For the most part the villagers avoided the old man’s unfortunate apprentice, quietly ignoring him. Tobas was not so insensitive as to miss this, or misinterpret it, and he accepted it as the final proof that the time had come to do what he had been resisting for years. The time had come to leave Telven, leave his native village behind forever, and go out into the wide World to seek his fortune.
He shuddered. What an awful thought!
He had never wanted to leave. He was a homebody, happy with the people and places he knew, with no particular desire to see any others. Telven had been his home. He had always chosen to stay in Telven when his father went off to sea, though time after time, before every voyage from infancy on, Dabran had invited Tobas along.

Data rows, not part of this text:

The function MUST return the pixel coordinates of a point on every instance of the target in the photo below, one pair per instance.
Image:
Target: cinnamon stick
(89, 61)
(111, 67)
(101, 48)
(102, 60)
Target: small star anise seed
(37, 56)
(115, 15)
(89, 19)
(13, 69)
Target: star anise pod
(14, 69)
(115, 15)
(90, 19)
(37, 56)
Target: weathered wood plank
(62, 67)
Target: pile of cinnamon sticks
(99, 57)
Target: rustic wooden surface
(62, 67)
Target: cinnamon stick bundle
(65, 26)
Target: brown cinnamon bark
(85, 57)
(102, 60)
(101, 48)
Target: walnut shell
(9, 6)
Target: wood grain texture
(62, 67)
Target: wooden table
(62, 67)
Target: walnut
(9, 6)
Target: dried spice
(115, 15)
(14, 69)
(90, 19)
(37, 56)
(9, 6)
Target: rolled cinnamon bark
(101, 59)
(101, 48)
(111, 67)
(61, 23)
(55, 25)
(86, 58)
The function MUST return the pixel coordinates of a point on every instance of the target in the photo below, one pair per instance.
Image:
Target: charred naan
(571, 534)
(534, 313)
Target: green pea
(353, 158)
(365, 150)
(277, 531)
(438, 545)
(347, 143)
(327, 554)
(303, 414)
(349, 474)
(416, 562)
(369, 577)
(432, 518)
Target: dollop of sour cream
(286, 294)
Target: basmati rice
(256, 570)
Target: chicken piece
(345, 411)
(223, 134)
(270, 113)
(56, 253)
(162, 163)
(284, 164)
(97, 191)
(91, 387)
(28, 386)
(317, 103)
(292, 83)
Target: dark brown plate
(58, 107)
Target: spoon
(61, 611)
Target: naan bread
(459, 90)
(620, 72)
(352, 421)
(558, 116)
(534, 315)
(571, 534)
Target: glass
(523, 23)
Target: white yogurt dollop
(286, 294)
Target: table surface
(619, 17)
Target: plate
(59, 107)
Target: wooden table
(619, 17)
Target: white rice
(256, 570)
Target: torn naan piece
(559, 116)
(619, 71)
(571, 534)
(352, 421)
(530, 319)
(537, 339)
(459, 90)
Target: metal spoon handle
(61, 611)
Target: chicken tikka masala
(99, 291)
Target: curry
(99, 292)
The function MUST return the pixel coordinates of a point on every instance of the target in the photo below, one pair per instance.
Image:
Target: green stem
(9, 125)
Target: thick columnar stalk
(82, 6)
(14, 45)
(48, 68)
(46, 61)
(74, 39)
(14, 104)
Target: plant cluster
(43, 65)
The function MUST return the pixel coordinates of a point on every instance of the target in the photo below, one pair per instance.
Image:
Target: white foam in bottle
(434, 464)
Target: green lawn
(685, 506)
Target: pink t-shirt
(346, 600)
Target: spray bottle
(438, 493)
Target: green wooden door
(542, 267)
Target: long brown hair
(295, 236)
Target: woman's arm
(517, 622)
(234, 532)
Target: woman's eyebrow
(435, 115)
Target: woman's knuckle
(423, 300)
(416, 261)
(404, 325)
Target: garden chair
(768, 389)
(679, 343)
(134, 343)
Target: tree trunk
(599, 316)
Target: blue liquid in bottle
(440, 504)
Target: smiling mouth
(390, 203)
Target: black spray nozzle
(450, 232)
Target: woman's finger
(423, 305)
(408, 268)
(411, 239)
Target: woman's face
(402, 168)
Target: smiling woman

He had stayed in Telven when his father had died, lingering in the village even while homeless, struggling to find a way to remain in the only place he really knew. He had had no career, no steady girlfriend or prospects for marriage, and no close friends, but Telven had still been home. He had succeeded in staying by convincing Roggit that he was still young enough to qualify for apprenticeship.
When he had accomplished that bit of deceit, Tobas had thought that his place was secure and that he would live out his life in his native land. Right up until he had opened the Book of Spells, he had thought he would stay.
Who could have known that the old man had put such powerful protective spells on the thing?
He shook his head in dismay. He still didn’t know exactly what he had done wrong or how the protective spell had worked; he had never noticed Roggit speaking any countercharms or doing anything special when he consulted the book. The old man would simply reach over and open it, as he would any other book. Tobas had just tried to do the same.
But the protective spell had obviously been there, and here he was, watching the fire destroy his last link to the village.
All he had ever wanted was a home and a quiet, comfortable life; was that too much to ask of the gods?
The front wall of the house sagged, bent, then crumbled inward with a grinding crash, and Tobas turned away. He had nothing left here, nothing and no one to keep him in Telven, and no way to live if he stayed. It was home no longer. He saw no point in drawing out the ordeal; he trudged off into the gathering twilight, away from the heat and light and sound of the fire, with tears in his eyes that, he told himself firmly, were caused by the smoke.